Given the interplay of IC and system-level variables, source-synchronous timing and implementation is complex. Multiple design teams - IC, package, module, layout, system, and firmware - must implement their tasks correctly. Thankfully much of the complexity is automated in EDA tools, and so functional implementations abound. Nevertheless, design success hinges on tens of picoseconds - bringing us to the edge of what we can reliably engineer.
Clever engineers continue to find ways to increase the frequency of source-synchronous interfaces, as exemplified by DDR memory's 20x data rate increase. Yet DDR not only brings implementation challenges, it also requires significant PCB real estate. And this is where the problem lies. Around the year 2000 - the same year DDR was introduced - gates became cheaper than PCB traces. Integration invited signal integrity inside the chip, becoming a key enabler for serial links.

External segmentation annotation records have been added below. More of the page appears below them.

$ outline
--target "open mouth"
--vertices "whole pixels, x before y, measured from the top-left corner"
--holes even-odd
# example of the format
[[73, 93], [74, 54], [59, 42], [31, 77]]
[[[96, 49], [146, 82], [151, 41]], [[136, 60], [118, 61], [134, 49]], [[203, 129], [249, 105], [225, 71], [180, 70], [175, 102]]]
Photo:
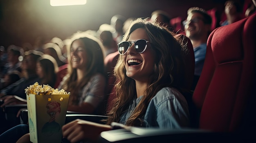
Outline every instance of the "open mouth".
[[133, 66], [140, 64], [142, 62], [142, 61], [138, 59], [129, 59], [128, 60], [128, 65]]
[[73, 62], [77, 62], [80, 60], [80, 59], [78, 58], [73, 58], [72, 59], [72, 60]]

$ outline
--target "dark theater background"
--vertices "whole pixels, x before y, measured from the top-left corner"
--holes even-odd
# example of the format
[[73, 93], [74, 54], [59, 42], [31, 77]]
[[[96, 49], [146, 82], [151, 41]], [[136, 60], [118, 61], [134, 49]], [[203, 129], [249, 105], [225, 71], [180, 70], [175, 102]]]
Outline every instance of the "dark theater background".
[[[244, 0], [237, 0], [243, 4]], [[216, 8], [223, 14], [225, 0], [88, 0], [85, 5], [52, 7], [49, 0], [1, 0], [0, 2], [0, 46], [22, 46], [54, 37], [63, 40], [78, 31], [97, 31], [102, 24], [110, 24], [111, 17], [150, 17], [161, 9], [171, 18], [186, 18], [187, 9], [198, 7]]]

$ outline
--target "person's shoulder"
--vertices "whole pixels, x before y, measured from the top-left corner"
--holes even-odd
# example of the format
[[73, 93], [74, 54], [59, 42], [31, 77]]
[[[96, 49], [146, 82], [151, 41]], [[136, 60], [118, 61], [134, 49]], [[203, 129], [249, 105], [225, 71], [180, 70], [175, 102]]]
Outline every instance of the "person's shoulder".
[[166, 87], [158, 91], [152, 99], [163, 100], [173, 99], [182, 96], [182, 95], [177, 90], [173, 88]]

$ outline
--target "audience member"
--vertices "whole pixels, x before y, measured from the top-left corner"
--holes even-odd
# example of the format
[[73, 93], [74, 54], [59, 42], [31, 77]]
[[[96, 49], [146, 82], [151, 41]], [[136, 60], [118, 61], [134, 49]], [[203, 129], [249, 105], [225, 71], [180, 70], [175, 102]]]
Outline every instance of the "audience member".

Swimming in the Serial Stream
When high-speed attached itself to IC integration data rates scaled rapidly. Welcome to serial interfacing; technology that re-defines high-speed. In less time than DDR advanced 20x, serial links have increased data rates 50x. As Figure 2 shows, serial technology defined the knee of the high-speed curve (red). The same PCB traces engineers didn't think were relevant now routinely hold 5 bits in every inch of trace (green).
High-Speed Metrics, Then and Now
Granted "Serial" is a bit of a misnomer. Serial links routinely parallelize out to x16 wide, yet DDR's careful matching of lengths and skews disappear. While some continue to match serial lanes out of habit, they soon find out the journey into serial is one of possibility rather than complexity - provided basic items are addressed. Integration has fueled serial advances in the form of equalization, even though it is rarely exploited to its fullest potential. And that, in itself, is a testament to the extensibility of serial technology.
While serial links required new SI design skills, model formats and tools, the majority of the disruption is over. That accomplished we're free to focus on a new and simplified set of SI skills, as articulated throughout this series on Signal Integrity, In Practice.
For good and natural reasons high-speed interfacing, and hence the practice of Signal Integrity, has advanced through a series of transitions. If you were an electron running around in PCB traces over the last forty years you would have first found yourself first struggling for identity, then racing against your contemporaries, and finally burning out only to be revived after arriving at your destination. Sounds like the normal course of life, doesn't it?
SiSoft engineers have been centerstage in every SI era and transition, first booting up the world of SI with common clock tools and then setting the benchmark for source-synchronous methodology automation in QSI. Not much for sitting still, they then established award-winning tools for the serial revolution in QCD. While someone once asked me if SiSoft's tag line "We Are Signal Integrity" is an overstatement, I have never viewed it as such. On the contrary, Signal Integrity has been fortunate to have capable caretakers ready to reach to forward to what's ahead. And this same spirit will carry us into the next generation of SI, beyond the "then" and into the "now".